In spite of what we may feel physically and mentally, many elders are proclaiming:

Old age is a gift.

Old age allows us to become the best version of ourselves that we can be. A majority of older adults say, “I am now, for the first time in my life, the person I have always wanted to be,” which is a sentiment I have felt as well.

We’re not talking about decreasing hearing or eyesight or wrinkles and thinning hair. We’re not proclaiming that our sagging butts represent the best of ourselves, not by a long shot. For me, my sagging butt is not even in the equation, not a part of what is the best of me. It just is.

Gone is the care about what others think of us. Gone are our efforts to win someone over – they either like us or not. Gone too is the need to lead or convince or prove or contradict or be heard. Old age can be our quiet space where the time is ripe for others to speak. We can listen. Notice, I’m not saying we need to agree with others. And, when it’s important, we can use our voices for the good of ourselves and for others but not for the trivial or unimportant.

I am now, probably for the first time in my life, the person I have always wanted to be. Oh, not my body! I sometime despair over my body – the wrinkles, the baggy eyes and thinning hair.

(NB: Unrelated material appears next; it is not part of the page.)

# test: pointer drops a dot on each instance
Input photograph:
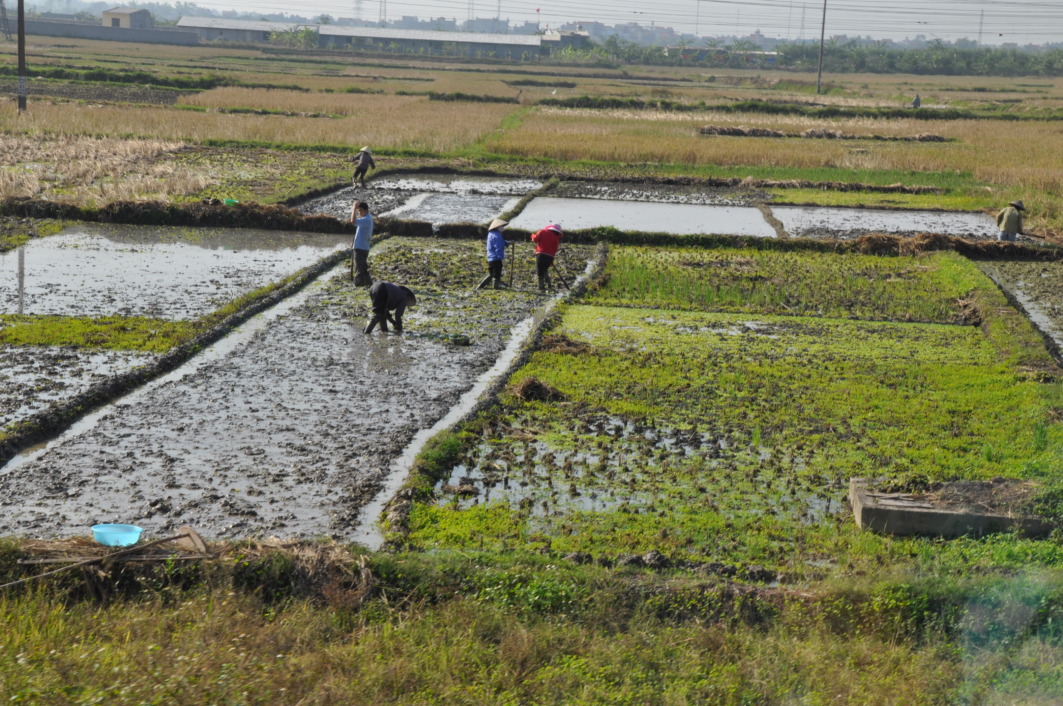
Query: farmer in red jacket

And often I am taken aback by that old person that lives in my mirror, but I don’t agonize over those things for long.

I would never trade my amazing friends, my wonderful life, my loving family, or my relative health for less white hair or a flatter belly. As I’ve aged, I’ve become more kind to and less critical of myself. I’ve become my own friend. I don’t chide myself for eating that extra cookie … or more. I am entitled to overeat occasionally, to be messy, to be extravagant. I have seen too many dear friends leave this world too soon; before they understood the great freedom that comes with aging.

I will walk the beach in a swim suit that is stretched over a bulging body and will dive into the waves with abandon if I choose to, despite the pitying glances from the bikini set. They, too, will get old one day.

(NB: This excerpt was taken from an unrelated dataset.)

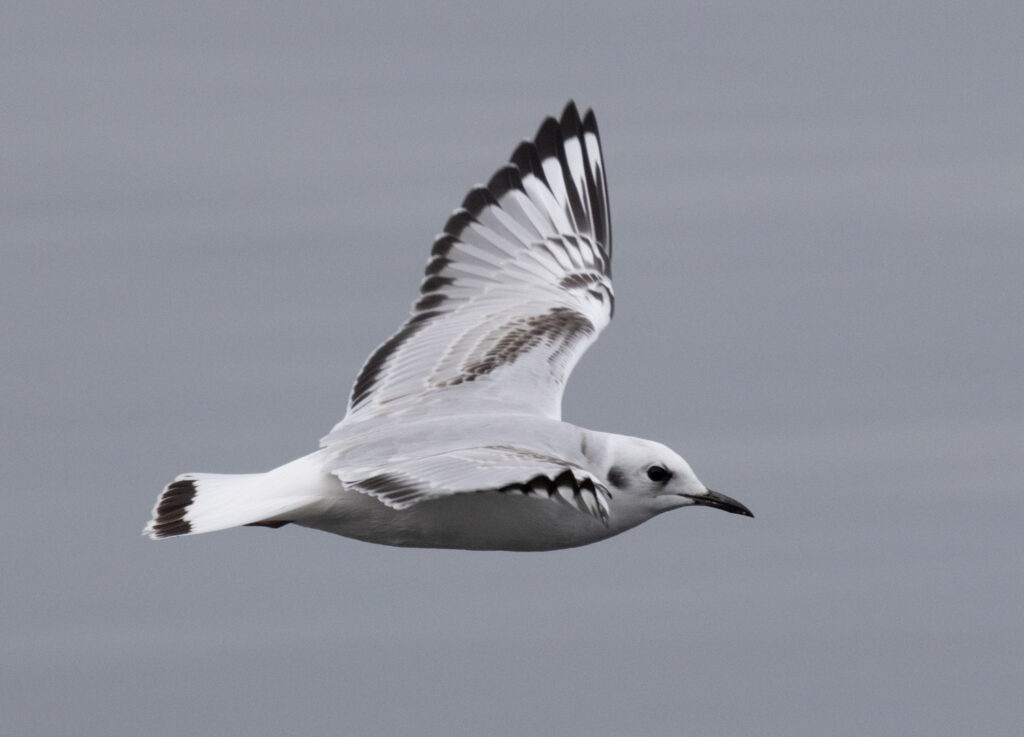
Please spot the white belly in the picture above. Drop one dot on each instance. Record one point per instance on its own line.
(483, 520)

I know I am sometimes forgetful. But there again, some of life is just as well forgotten and I eventually remember the important things. Sure, over the years, my heart has been broken. How can your heart not break when you lose a loved one, or when a child suffers, or even when a beloved pet gets hit by a car? But broken hearts are what give us strength and understanding and compassion. A heart never broken is pristine and sterile and will never know the joy of being imperfect.

I am so blessed to have lived long enough to have my hair turn white and to have my youthful laughs be forever etched into deep grooves on my face.

So many have never laughed and so many have died before their hair could turn silver. I can say “no” and mean it. I can say “yes” and mean it. As you get older, it is easier to be positive. You care less about what other people think. I don’t question myself anymore. I’ve even earned the right to be wrong.

I like being old. It has set me free. I like the person I have become. I am not going to live forever, but while I am still here, I will not waste time lamenting what could have been, or worrying about what will be.

Yes, being old sets us free. It allows us to have a treat, be extravagant, want and consume dessert, a drink, or popcorn for dinner. It allows us to sleep in, to skip the party, or to take a cooking class even though we gave up our kitchens when we moved into the senior-living community. We can fall in love or take up a new craft or stay home by ourselves on Christmas Eve.

We are not going to be here forever. Now is the time to make the best use of our time … for ourselves. As I have said here for years, these might just be the best years of our life. Each of us has the power to make them so, regardless of what else in happening around us.